That's the low energy asymptotic value. As you ramp up the energy in a
scattering process and probe deeper into the field of a source, the
effective value of alpha increases. This occurs because the source
being probed by a scatting process actually deviates from Coulomb, as
you probe deeper into it. For electromagnetism, the effective
potential goes faster than 1/r, though it's 1/r when far-removed from
the source. There's a huge industry that is (and has long been around)
dedicated to the question of the inverse scattering problem
(reconstructing an image, here, the profile of the potential
surrounding a source, from the results of scattering done off the
source).

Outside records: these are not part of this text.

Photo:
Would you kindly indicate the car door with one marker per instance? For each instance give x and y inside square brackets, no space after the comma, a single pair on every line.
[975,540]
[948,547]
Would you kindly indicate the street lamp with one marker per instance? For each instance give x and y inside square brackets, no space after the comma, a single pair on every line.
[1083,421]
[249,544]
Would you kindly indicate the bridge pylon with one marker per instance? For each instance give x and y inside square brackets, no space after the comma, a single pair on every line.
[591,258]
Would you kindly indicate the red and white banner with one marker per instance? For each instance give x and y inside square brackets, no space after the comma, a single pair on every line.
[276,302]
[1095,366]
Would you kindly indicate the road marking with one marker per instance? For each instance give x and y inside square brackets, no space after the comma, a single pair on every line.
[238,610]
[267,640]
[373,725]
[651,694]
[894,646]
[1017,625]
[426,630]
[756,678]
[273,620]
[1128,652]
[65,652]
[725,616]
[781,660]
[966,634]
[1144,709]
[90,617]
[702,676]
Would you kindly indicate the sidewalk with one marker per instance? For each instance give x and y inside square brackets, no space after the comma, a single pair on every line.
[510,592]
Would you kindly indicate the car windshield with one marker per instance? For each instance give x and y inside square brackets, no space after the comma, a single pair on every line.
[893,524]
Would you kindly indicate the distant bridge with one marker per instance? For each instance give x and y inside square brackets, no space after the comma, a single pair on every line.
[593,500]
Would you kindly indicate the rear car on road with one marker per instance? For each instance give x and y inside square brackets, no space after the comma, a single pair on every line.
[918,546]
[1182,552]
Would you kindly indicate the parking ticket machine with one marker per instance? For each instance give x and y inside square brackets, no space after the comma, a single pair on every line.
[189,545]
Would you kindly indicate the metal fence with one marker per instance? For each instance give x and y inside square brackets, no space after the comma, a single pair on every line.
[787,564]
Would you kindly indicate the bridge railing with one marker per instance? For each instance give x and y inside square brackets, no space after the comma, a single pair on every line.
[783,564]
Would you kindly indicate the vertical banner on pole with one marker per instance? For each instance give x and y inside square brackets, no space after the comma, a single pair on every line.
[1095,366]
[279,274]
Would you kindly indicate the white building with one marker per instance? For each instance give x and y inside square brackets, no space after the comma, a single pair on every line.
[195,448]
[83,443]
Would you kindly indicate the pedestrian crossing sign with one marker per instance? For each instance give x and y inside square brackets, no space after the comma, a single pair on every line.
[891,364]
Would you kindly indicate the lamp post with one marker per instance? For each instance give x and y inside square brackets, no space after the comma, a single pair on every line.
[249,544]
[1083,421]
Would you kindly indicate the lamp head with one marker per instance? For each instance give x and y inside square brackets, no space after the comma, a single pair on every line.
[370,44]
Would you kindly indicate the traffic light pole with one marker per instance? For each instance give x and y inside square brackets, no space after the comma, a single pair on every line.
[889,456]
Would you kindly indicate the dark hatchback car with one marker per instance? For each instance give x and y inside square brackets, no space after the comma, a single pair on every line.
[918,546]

One actually sees the effective alpha go up at high energies.
It's widely believed (but not a complete consensus) that theory
predicts, in fact, that it would approach infinity at a finite
positive radius. That's called the Landau Pole.
To some extent this may be classically modelled. On general
principles, one would expect an effective dynamics for the dielectric
coefficient epsilon to be given by an equation of the form
[] log(epsilon_0) = -K epsilon_0 (E^2 - B^2 c^2)
for some positive constant K. This translates directly into an
equation d^2(log alpha)/d(1/r)^2 = k alpha, for some constant k. From
this you can get any of a wide variety of phases, including one that
replicates the features of the Landau Pole.
Other solutions, interestingly, include a phase where the effective
field E approaches a constant as r -> infinity, and alpha -> 0 as r ->
0. These features are called, respectively, "infrared slavery" and
"asymptotic freedom". For non-Abelian gauge fields (SU(3), here) it's
the basis of confinement that rules out the existence of monopole
sources. In this phase, sources with bounded fields can only exist as
dipoles or higher order multipoles (which includes, in SU(3), the 3-
body neutral sources with 3 charges bound to each other).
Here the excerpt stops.